本日、CloudflareはMagic Network Monitoring(旧Flow Based Monitoring)をすべての企業のお客様に一般提供することを発表でき、嬉しく思います。過去1年間にわたって、CloudflareのエンジニアリングチームはMagic Network Monitoringを大幅に改善しました。当社は、お客様が脅威をより迅速に特定し、脆弱性を軽減し、ネットワークをより安全にするのに役立つネットワークサービス製品を提供できることを嬉しく思っています。
Magic Network Monitoringは、Magic TransitおよびMagic WANの企業のお客様に対し、自動的に有効になります。この製品はCloudflareダッシュボードのアカウントレベルにあり、「分析とログ> Magic Monitoring」に移動して開くことができます。Magic Network Monitoringのオンボーディングプロセスはセルフサービスで、アクセス権を持つすべての企業のお客様は本日より、製品の設定を開始できます。
Magic TransitまたはMagic WANをお持ちでない企業のお客様で、Magic Network Monitoringの試用に関心をお持ちのお客様は、Cloudflareのアカウントチームにリクエストを送信するか、こちらのフォームに記入して専門家に相談することで、無料版(トラフィック量に多少の制限があります)にアクセスできます。

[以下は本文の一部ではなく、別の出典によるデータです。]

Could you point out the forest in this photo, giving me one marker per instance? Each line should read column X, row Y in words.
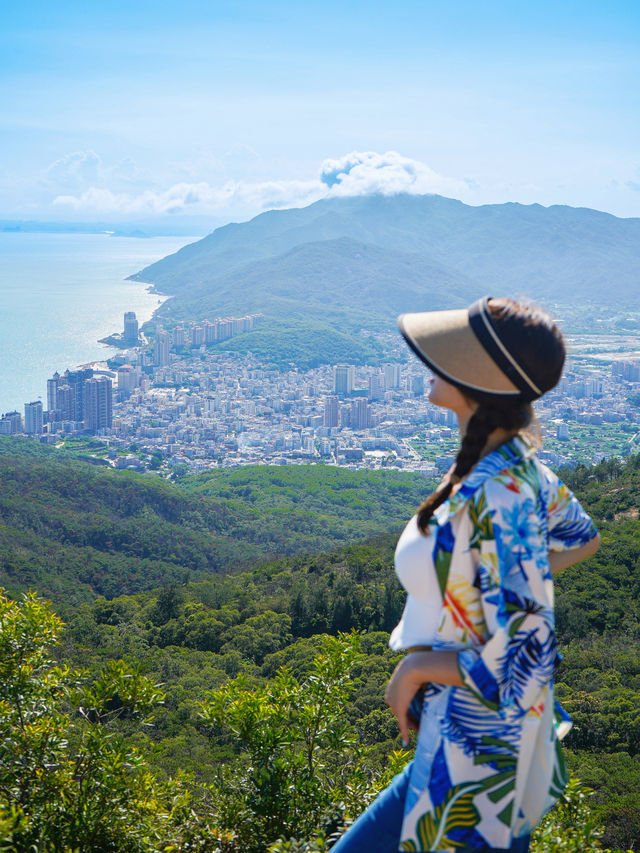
column 193, row 610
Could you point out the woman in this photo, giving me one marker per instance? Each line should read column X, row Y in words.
column 478, row 625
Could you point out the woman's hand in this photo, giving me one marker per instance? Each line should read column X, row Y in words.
column 402, row 687
column 410, row 674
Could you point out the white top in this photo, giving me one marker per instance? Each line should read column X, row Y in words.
column 417, row 574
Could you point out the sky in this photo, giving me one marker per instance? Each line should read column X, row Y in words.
column 207, row 112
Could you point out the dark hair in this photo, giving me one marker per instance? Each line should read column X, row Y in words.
column 541, row 351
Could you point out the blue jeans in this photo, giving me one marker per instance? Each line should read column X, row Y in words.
column 378, row 829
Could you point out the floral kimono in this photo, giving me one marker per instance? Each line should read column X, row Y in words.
column 488, row 760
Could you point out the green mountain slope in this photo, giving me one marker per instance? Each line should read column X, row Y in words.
column 74, row 531
column 555, row 254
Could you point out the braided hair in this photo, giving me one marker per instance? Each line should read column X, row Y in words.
column 543, row 355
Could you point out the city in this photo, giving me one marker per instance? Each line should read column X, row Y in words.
column 176, row 404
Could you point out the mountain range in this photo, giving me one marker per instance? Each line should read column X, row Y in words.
column 356, row 263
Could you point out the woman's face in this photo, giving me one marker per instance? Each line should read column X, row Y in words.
column 447, row 396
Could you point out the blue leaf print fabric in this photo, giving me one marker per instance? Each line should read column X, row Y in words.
column 488, row 761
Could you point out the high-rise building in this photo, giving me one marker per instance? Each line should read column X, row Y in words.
column 97, row 394
column 162, row 346
column 64, row 403
column 376, row 386
column 344, row 377
column 11, row 423
column 52, row 391
column 392, row 375
column 130, row 334
column 417, row 385
column 127, row 380
column 75, row 379
column 197, row 335
column 331, row 412
column 33, row 417
column 178, row 337
column 360, row 414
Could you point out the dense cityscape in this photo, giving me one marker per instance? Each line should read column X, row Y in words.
column 176, row 402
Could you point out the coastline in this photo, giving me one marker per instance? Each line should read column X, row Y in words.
column 62, row 294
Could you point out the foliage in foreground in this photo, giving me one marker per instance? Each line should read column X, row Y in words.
column 68, row 779
column 305, row 770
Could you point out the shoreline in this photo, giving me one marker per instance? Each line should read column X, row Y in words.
column 64, row 294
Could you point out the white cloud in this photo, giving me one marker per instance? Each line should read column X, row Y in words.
column 358, row 173
column 367, row 172
column 196, row 198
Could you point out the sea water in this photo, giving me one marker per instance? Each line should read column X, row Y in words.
column 60, row 293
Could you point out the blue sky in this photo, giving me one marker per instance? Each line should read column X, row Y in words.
column 198, row 111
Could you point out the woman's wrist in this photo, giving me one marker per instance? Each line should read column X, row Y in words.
column 439, row 666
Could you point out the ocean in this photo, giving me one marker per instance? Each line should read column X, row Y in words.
column 60, row 293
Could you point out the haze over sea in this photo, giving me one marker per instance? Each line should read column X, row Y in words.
column 60, row 293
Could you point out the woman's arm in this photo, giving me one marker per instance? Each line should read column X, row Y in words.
column 413, row 671
column 559, row 560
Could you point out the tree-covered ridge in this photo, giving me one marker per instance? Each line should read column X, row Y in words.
column 194, row 636
column 74, row 531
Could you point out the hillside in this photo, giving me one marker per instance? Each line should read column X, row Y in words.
column 239, row 572
column 74, row 531
column 196, row 635
column 428, row 246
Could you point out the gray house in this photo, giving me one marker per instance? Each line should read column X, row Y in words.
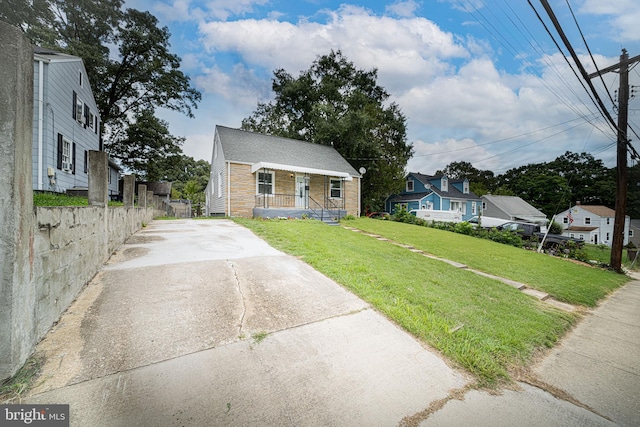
column 256, row 175
column 66, row 124
column 511, row 208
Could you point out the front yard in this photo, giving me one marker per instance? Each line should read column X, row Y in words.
column 480, row 324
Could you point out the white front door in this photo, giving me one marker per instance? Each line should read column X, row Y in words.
column 301, row 192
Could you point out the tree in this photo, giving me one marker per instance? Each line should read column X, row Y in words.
column 534, row 183
column 480, row 182
column 148, row 145
column 588, row 178
column 126, row 55
column 334, row 103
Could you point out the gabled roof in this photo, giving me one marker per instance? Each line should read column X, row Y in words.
column 49, row 55
column 514, row 206
column 274, row 152
column 453, row 192
column 408, row 197
column 601, row 211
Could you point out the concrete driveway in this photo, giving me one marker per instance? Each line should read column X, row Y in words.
column 202, row 323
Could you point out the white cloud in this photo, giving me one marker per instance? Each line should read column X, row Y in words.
column 403, row 9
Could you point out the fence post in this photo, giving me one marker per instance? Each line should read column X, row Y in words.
column 142, row 195
column 128, row 190
column 98, row 178
column 17, row 221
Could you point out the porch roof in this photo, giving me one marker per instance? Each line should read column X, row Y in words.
column 299, row 169
column 280, row 153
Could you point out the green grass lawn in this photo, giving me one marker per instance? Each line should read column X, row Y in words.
column 563, row 280
column 61, row 199
column 481, row 324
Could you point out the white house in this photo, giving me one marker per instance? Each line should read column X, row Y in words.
column 593, row 224
column 66, row 124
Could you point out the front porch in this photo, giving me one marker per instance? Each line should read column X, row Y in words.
column 298, row 206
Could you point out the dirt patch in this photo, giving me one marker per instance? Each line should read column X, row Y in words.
column 128, row 254
column 62, row 346
column 141, row 239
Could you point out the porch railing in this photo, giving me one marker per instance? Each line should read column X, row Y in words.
column 275, row 201
column 328, row 209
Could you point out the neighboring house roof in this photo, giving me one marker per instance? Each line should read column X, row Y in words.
column 601, row 211
column 54, row 56
column 514, row 206
column 453, row 192
column 581, row 228
column 408, row 197
column 274, row 152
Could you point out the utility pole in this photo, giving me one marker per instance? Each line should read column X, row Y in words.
column 621, row 162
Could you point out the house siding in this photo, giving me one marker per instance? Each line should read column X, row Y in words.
column 218, row 181
column 242, row 187
column 60, row 81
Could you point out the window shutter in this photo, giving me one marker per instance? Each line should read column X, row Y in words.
column 60, row 151
column 73, row 106
column 86, row 116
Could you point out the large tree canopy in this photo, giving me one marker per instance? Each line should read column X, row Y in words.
column 334, row 103
column 554, row 186
column 130, row 67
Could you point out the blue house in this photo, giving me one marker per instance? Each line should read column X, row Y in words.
column 435, row 193
column 66, row 124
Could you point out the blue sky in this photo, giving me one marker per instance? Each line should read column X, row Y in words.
column 478, row 80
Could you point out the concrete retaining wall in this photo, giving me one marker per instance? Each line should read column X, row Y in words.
column 48, row 254
column 70, row 246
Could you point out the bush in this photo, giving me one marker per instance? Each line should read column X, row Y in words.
column 555, row 228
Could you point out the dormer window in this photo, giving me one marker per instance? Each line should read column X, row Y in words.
column 409, row 185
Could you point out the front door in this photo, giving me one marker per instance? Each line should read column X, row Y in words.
column 301, row 192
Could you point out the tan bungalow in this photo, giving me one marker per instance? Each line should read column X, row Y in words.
column 263, row 176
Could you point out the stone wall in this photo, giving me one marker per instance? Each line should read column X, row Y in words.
column 48, row 254
column 70, row 246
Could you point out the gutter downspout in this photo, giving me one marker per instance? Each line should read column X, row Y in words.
column 229, row 189
column 40, row 120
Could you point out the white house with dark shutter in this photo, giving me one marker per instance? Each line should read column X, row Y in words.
column 66, row 123
column 592, row 223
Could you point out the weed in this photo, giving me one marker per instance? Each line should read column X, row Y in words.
column 258, row 337
column 13, row 388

Magic Network Monitoringとは?
Magic Network Monitoringはクラウドネットワークフロー監視です。ネットワークトラフィックフローとは、同じインターネットプロトコルとポートのセットを持つ、1つのソースと1つの宛先間のパケットストリームを指します。お客様は、トラフィックがもともとCloudflareのネットワークを通過していなくても、ルーター(またはその他のネットワークフロージェネレーター)からCloudflareのエニーキャストネットワーク上の一般に利用可能なエンドポイントにネットワークフローレポートを送信できます。Cloudflareはネットワークフローデータを分析し、分析ダッシュボードを介して主要なネットワークトラフィックメトリックをお客様に可視化します。これらのメトリクスには、経時的なトラフィック量(ビットまたはパケット単位)、送信元IP、宛先IP、ポート、トラフィックプロトコルおよびルーターIPが含まれます。また、お客様はDDoS攻撃やその他の異常なトラフィック量のアクティビティを識別するようにアラートを設定できます。
お客様のネットワークからCloudflareにフローデータを送信し、分析を行います
企業のDDoS攻撃タイプの検出
Magic Transit On Demand(MTOD)のお客様は、Magic Network Monitoringを使用することで、トラフィックの可視性が大幅に向上します。Magic Transitは、オンプレミス、クラウドホスト、ハイブリッドネットワーク向けに、すべてのCloudflareデータセンターからDDoS攻撃対策およびトラフィックの高速化を提供するネットワークセキュリティソリューションです。Magic Transit On Demandのお客様は、DDoS攻撃が検出されたときにMagic Transitを有効にして保護できます。
一般的に、一部のMTODのお客様は、DDoS攻撃を迅速に識別し、適切な軽減措置を講じるためのネットワーク可視化ツールが不足していることがわかりました。現在、MTODのお客様はMagic Network Monitoringを使用してネットワークデータを分析し、DDoS攻撃が検出された場合にアラートを受信できます。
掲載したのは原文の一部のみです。